E poi c’è l’ingresso sul piano vasca prima di una finale olimpica. Li starete vedendo in questi giorni di gare a Parigi 2024: quasi tutti i nuotatori spuntano dalla camera di chiamata camminando fieri con addosso lunghi giubbotti e grosse cuffie sulle orecchie. Accappatoio e ciabattine non abitano più qui, quella è roba da piscina del paese, da gita con l’oratorio, da domenica ai Bagni Misteriosi. È solo così che si può esprimere la propria personalità nel nuoto.

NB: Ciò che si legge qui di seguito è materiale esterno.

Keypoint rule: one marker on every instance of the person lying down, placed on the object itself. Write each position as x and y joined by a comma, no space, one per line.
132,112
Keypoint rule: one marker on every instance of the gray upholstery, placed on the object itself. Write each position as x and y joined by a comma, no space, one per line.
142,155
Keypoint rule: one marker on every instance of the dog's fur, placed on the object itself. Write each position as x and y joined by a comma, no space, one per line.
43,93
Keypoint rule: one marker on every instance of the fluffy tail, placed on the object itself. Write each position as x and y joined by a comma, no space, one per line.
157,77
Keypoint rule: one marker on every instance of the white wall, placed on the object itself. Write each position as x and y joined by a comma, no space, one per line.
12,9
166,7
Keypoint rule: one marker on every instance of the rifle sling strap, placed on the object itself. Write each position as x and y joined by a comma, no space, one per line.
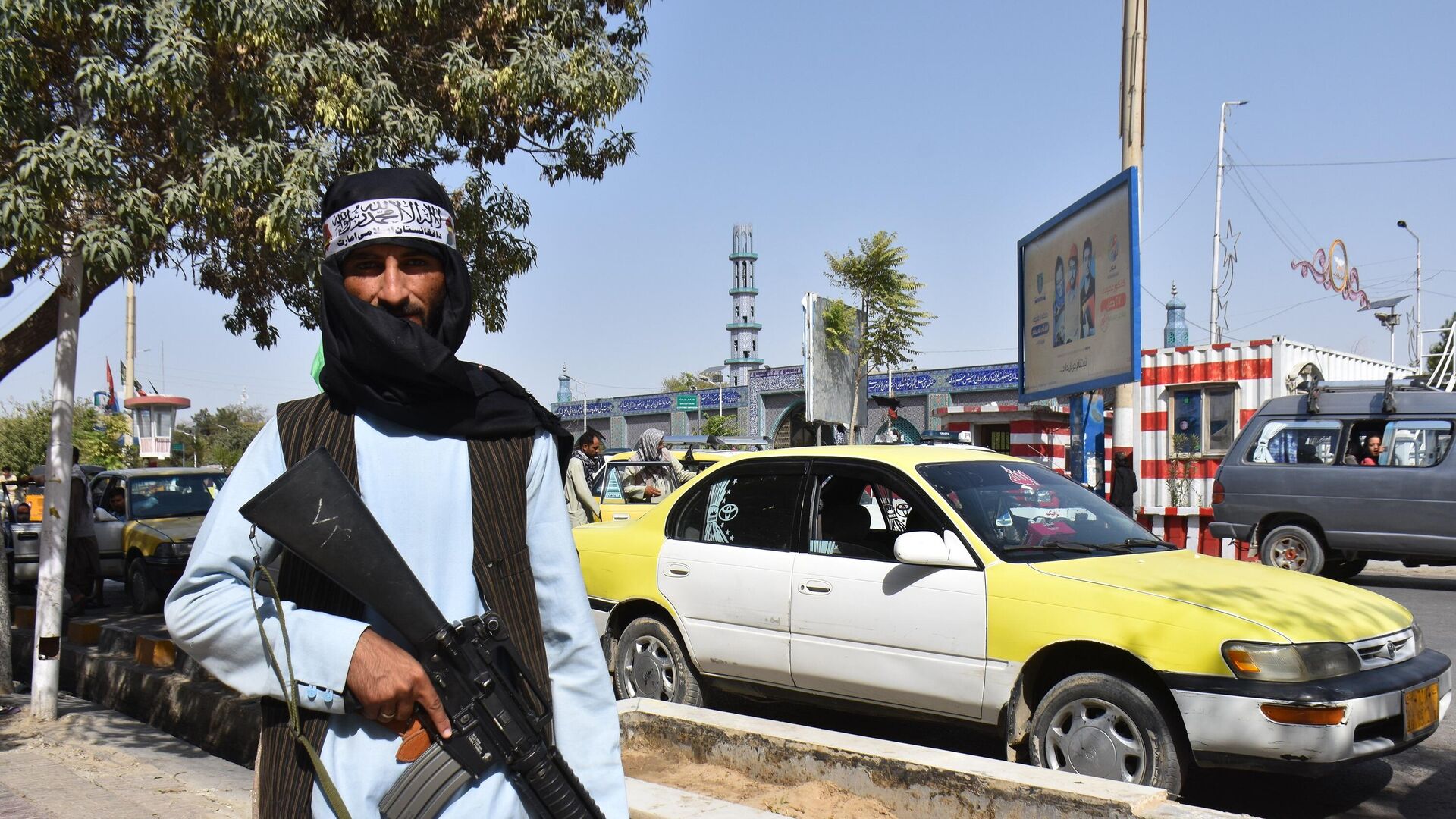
501,567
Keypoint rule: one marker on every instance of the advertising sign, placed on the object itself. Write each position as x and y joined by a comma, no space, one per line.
1078,281
829,375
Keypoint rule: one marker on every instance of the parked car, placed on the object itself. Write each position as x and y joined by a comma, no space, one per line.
967,585
146,522
1301,483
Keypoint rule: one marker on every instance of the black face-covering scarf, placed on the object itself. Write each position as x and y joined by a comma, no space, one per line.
392,368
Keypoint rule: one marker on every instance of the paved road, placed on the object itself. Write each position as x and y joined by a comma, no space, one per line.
1417,784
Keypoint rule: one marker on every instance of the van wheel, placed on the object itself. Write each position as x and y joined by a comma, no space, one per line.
1345,569
651,664
1293,548
1103,726
145,599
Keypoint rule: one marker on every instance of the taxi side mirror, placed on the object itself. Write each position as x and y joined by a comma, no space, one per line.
932,548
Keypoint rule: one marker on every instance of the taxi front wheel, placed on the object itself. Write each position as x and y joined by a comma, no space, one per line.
651,664
1103,726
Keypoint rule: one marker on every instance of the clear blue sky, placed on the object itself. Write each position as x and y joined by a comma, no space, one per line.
959,126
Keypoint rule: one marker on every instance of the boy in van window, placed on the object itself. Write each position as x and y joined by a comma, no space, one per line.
1372,452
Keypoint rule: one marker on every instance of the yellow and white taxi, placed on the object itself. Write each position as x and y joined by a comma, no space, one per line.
968,585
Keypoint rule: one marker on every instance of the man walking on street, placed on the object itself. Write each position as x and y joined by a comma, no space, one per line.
582,502
82,550
400,410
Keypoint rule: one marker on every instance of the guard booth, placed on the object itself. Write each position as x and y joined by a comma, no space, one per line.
153,417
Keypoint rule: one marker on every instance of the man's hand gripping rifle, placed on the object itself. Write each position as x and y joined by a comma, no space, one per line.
495,711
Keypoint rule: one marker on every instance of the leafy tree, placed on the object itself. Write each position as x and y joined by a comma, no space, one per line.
688,382
221,436
25,436
889,297
1435,354
199,134
720,426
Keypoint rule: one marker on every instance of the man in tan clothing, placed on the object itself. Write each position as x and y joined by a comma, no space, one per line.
582,502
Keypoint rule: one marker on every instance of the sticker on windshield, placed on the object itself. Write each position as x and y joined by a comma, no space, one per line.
1021,479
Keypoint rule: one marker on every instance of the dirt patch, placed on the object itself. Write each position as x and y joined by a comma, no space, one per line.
807,800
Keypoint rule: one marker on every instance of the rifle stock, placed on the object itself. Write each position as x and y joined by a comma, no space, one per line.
315,513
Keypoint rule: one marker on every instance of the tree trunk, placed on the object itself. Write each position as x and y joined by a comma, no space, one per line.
38,328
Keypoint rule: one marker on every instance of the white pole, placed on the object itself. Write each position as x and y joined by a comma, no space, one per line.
131,341
1215,333
1126,410
46,670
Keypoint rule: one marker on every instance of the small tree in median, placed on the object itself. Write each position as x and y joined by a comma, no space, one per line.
889,299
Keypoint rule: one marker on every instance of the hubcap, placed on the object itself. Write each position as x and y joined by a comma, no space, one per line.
1095,739
1291,553
648,668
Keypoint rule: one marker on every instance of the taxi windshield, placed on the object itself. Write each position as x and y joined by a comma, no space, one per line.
174,496
1028,513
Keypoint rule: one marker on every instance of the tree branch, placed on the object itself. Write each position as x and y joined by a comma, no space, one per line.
38,328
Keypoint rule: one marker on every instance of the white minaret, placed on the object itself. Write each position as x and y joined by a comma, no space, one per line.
743,327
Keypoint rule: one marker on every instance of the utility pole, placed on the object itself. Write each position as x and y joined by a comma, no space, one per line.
1126,411
1420,343
127,391
1215,333
46,670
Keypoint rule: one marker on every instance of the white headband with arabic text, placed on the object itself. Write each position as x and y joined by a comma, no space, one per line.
384,219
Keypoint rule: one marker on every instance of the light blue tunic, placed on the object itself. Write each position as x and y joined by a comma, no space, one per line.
419,487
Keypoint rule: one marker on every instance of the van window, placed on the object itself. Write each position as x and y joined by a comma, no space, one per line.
1296,442
1416,444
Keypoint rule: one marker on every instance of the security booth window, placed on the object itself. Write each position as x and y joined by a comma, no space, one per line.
1296,442
1416,444
1203,420
743,510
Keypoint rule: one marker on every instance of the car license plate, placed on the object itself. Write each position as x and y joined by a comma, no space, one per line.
1421,708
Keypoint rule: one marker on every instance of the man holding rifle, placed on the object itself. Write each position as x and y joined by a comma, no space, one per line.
400,410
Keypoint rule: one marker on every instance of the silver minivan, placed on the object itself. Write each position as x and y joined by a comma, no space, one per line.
1343,472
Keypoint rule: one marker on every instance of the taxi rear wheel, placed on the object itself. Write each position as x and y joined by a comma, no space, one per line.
1293,548
1095,725
651,664
145,598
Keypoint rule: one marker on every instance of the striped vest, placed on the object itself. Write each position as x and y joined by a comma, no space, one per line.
501,566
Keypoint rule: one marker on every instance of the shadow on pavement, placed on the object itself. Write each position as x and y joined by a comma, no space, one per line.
1373,582
1277,796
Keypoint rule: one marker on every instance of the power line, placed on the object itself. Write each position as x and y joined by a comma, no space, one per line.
1310,235
1144,241
1353,162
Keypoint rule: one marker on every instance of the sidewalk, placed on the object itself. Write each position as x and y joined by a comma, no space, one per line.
93,763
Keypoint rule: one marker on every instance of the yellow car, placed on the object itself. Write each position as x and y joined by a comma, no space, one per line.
622,496
146,522
968,585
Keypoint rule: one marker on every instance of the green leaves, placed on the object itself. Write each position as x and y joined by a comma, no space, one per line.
201,133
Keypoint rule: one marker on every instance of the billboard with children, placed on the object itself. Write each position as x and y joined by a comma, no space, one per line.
1078,281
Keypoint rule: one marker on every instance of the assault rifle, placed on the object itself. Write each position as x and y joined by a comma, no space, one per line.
495,711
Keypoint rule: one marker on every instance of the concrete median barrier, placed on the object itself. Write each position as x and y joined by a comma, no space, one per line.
892,779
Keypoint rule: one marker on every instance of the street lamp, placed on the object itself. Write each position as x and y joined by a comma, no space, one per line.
1215,334
1420,343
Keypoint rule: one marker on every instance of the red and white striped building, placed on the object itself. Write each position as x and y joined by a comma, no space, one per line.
1196,400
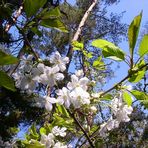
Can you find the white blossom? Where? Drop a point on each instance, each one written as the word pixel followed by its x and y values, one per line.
pixel 76 82
pixel 59 61
pixel 93 109
pixel 48 103
pixel 57 131
pixel 79 97
pixel 59 145
pixel 64 97
pixel 50 76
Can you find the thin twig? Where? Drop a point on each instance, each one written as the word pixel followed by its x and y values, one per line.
pixel 82 129
pixel 79 30
pixel 17 14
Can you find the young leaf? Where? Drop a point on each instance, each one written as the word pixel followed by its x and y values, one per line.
pixel 127 98
pixel 143 49
pixel 62 110
pixel 136 77
pixel 32 6
pixel 54 23
pixel 109 49
pixel 6 59
pixel 6 81
pixel 77 45
pixel 141 96
pixel 53 13
pixel 133 32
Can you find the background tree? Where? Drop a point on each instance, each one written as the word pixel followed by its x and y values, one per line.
pixel 32 38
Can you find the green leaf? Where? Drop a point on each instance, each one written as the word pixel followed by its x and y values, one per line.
pixel 32 6
pixel 141 96
pixel 50 14
pixel 33 144
pixel 6 59
pixel 43 130
pixel 54 23
pixel 87 54
pixel 107 97
pixel 6 81
pixel 77 45
pixel 133 32
pixel 32 133
pixel 99 64
pixel 109 50
pixel 63 110
pixel 143 49
pixel 136 77
pixel 36 31
pixel 127 98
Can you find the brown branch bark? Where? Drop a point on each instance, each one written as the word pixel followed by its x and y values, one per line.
pixel 17 14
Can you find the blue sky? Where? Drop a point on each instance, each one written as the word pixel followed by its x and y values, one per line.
pixel 132 8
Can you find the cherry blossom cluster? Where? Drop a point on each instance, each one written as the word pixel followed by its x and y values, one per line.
pixel 75 94
pixel 50 139
pixel 29 73
pixel 121 113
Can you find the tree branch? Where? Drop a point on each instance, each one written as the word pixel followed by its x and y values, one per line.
pixel 17 14
pixel 79 30
pixel 82 129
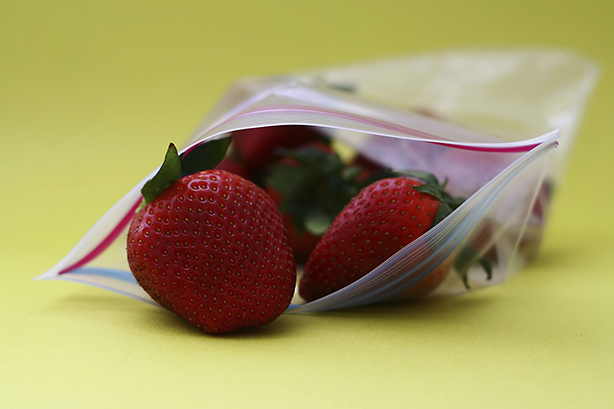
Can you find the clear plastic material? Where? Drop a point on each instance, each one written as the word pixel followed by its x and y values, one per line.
pixel 487 121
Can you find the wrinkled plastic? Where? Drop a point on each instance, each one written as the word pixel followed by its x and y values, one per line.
pixel 487 121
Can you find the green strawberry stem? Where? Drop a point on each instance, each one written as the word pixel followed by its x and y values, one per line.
pixel 467 257
pixel 201 157
pixel 315 186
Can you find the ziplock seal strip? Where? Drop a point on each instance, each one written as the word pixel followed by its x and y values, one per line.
pixel 352 295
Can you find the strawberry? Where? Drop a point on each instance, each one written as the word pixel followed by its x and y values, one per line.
pixel 311 184
pixel 256 147
pixel 210 245
pixel 383 218
pixel 231 165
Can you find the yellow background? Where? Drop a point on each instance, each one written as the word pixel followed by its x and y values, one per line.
pixel 91 92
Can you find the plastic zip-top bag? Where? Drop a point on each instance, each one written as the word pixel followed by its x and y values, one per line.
pixel 497 126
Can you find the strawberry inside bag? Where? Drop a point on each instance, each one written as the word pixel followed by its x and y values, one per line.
pixel 496 127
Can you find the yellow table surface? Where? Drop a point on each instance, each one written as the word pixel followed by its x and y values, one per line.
pixel 92 92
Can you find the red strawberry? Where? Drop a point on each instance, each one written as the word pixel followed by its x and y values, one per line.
pixel 212 248
pixel 256 147
pixel 229 164
pixel 383 218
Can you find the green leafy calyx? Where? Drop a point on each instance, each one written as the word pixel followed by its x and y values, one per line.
pixel 201 157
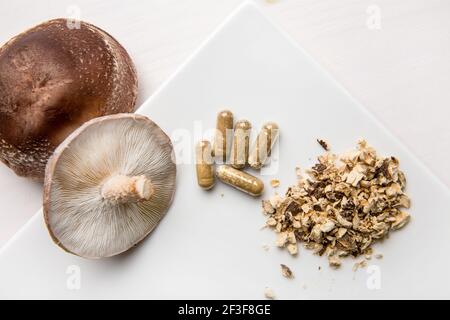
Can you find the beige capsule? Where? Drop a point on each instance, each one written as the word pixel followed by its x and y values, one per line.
pixel 205 165
pixel 263 145
pixel 240 180
pixel 241 144
pixel 222 139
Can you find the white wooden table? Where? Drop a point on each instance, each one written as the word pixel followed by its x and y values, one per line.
pixel 393 56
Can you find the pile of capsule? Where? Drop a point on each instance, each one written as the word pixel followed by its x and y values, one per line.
pixel 236 138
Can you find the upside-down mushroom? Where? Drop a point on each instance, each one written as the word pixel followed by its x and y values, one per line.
pixel 108 185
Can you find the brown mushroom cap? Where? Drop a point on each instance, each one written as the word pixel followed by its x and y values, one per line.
pixel 108 185
pixel 53 79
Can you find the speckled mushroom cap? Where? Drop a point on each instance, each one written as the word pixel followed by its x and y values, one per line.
pixel 53 78
pixel 108 185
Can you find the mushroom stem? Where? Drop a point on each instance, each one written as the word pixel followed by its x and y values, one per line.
pixel 124 189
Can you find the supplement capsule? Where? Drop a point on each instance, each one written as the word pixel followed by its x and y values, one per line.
pixel 240 180
pixel 222 140
pixel 241 144
pixel 205 165
pixel 264 143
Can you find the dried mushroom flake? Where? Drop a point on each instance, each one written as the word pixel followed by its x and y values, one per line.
pixel 286 271
pixel 323 144
pixel 342 206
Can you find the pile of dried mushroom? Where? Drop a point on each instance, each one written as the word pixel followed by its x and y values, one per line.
pixel 342 206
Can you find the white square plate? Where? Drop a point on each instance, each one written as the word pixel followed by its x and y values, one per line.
pixel 210 244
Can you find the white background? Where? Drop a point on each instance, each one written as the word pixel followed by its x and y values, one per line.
pixel 400 72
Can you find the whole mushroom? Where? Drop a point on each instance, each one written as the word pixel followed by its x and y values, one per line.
pixel 108 185
pixel 53 78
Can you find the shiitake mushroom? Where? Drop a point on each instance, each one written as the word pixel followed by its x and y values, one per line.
pixel 53 78
pixel 108 185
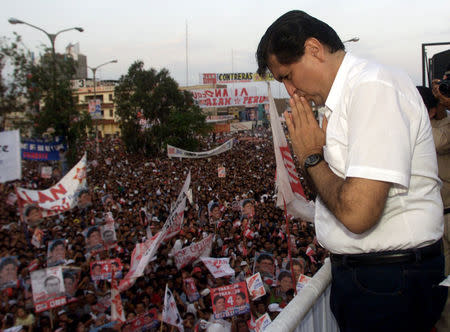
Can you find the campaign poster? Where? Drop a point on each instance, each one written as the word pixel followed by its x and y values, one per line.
pixel 191 289
pixel 8 272
pixel 109 235
pixel 93 239
pixel 255 286
pixel 46 172
pixel 56 252
pixel 247 208
pixel 48 288
pixel 221 173
pixel 103 270
pixel 71 277
pixel 230 300
pixel 143 322
pixel 262 322
pixel 214 212
pixel 302 281
pixel 265 265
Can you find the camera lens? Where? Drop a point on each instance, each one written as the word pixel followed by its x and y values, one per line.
pixel 444 88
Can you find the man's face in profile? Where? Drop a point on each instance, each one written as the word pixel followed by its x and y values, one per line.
pixel 52 285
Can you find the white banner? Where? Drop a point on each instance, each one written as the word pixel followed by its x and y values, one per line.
pixel 198 249
pixel 255 286
pixel 222 97
pixel 170 314
pixel 238 126
pixel 287 182
pixel 10 167
pixel 180 153
pixel 61 197
pixel 219 267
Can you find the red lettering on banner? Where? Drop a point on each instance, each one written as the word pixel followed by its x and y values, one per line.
pixel 58 190
pixel 44 198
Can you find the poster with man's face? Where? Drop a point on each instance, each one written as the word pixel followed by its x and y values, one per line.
pixel 56 252
pixel 109 235
pixel 71 277
pixel 93 239
pixel 248 208
pixel 8 272
pixel 48 288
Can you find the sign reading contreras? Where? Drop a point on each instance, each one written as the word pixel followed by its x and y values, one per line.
pixel 228 97
pixel 213 78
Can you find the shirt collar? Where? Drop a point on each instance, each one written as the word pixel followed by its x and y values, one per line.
pixel 338 84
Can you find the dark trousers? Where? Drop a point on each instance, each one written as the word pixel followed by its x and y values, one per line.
pixel 388 297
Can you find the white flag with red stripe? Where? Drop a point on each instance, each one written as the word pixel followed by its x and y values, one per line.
pixel 287 181
pixel 117 312
pixel 170 313
pixel 219 267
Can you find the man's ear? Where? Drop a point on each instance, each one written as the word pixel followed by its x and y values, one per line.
pixel 315 48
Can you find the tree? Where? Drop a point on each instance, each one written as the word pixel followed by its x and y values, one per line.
pixel 154 112
pixel 44 88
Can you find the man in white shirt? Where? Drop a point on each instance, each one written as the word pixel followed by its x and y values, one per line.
pixel 373 164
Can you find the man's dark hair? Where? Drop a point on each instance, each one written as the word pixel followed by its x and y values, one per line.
pixel 286 37
pixel 217 298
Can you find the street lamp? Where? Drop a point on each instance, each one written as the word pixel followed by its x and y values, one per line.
pixel 94 70
pixel 354 40
pixel 52 37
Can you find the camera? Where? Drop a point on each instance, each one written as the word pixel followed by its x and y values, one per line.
pixel 444 88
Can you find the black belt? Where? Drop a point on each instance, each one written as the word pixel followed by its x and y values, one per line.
pixel 388 257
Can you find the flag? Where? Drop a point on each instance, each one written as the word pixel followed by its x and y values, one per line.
pixel 188 254
pixel 287 181
pixel 117 312
pixel 170 313
pixel 219 267
pixel 10 166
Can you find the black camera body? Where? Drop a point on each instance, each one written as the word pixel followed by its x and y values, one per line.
pixel 444 88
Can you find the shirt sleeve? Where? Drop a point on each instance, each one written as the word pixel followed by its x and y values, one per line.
pixel 379 134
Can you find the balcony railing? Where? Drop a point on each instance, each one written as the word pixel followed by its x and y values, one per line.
pixel 310 310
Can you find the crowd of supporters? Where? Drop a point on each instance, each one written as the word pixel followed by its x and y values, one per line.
pixel 137 193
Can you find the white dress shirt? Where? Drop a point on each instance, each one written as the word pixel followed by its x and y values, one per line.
pixel 378 129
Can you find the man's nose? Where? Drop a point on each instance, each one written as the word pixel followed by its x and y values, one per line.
pixel 290 88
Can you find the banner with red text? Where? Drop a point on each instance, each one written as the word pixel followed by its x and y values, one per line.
pixel 180 153
pixel 221 97
pixel 255 286
pixel 219 267
pixel 188 254
pixel 287 183
pixel 230 300
pixel 61 197
pixel 48 288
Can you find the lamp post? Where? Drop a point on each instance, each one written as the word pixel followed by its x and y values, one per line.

Poi qualcuno è anche pieno di tatuaggi; le donne, al massimo, si dipingono le unghie. “Lo faccio perché è l’unico modo con cui posso affermare la mia femminilità in acqua”, diceva Federica Pellegrini.

 

 

Per i parka che stanno facendo tendenza a questi Giochi vale più o meno lo stesso concetto. “I nuotatori indossano il parka essenzialmente per due ragioni, una funzionale e l’altra psicologica”, spiega Roberto Tiburzi del brand arena, “la motivazione funzionale è quella di tenere il corpo e i muscoli caldi fino a pochi istanti prima della gara. A livello psicologico lo indossano perché in questo modo assumono un aspetto ancora più ‘eroico’ e, quindi, in qualche modo tendono a incutere una sorta di timore negli avversari”. Alla sua ultima linea di parka olimpici, Arena ha anche ampliato il cappuccio, proprio per poter permettere ai nuotatori di indossarli con le cuffie per ascoltare la musica.

 

Il francese Leon Marchand alla finale maschile di nuoto dei 200 metri farfalla nel quinto giorno di Parigi 2024 (Getty Images) 
   

Perché se si vuole fare trash talking, nel nuoto, cioè provare a destabilizzare gli avversari come in Nba con battutine, prese in giro, frasi irritanti o contro ogni più elementare scaramanzia, il momento a disposizione è solo uno: nella call room, cioè la camera di chiamata, la stanza in cui si attende tutti insieme prima di cominciare la gara. A volte per un buon trash talking non serve neanche parlare: è passato alla storia lo sguardo lanciato da Phelps prima della semifinale dei 200 farfalla alle Olimpiadi di Rio 2016 al sudafricano Chad Le Clos, che l’aveva battuto quattro anni prima a Londra 2012 e che adesso si agitava e ballava di fronte a lui. In quello sguardo c’era tutta la voglia di rivincita dello Squalo americano, e infatti in finale Phelps arrivò primo e Le Clos neanche sul podio. Era nudo, in quel momento, Phelps? Aveva per caso un accappatoio? No: indossava uno di questi parka, e si sentiva invincibile.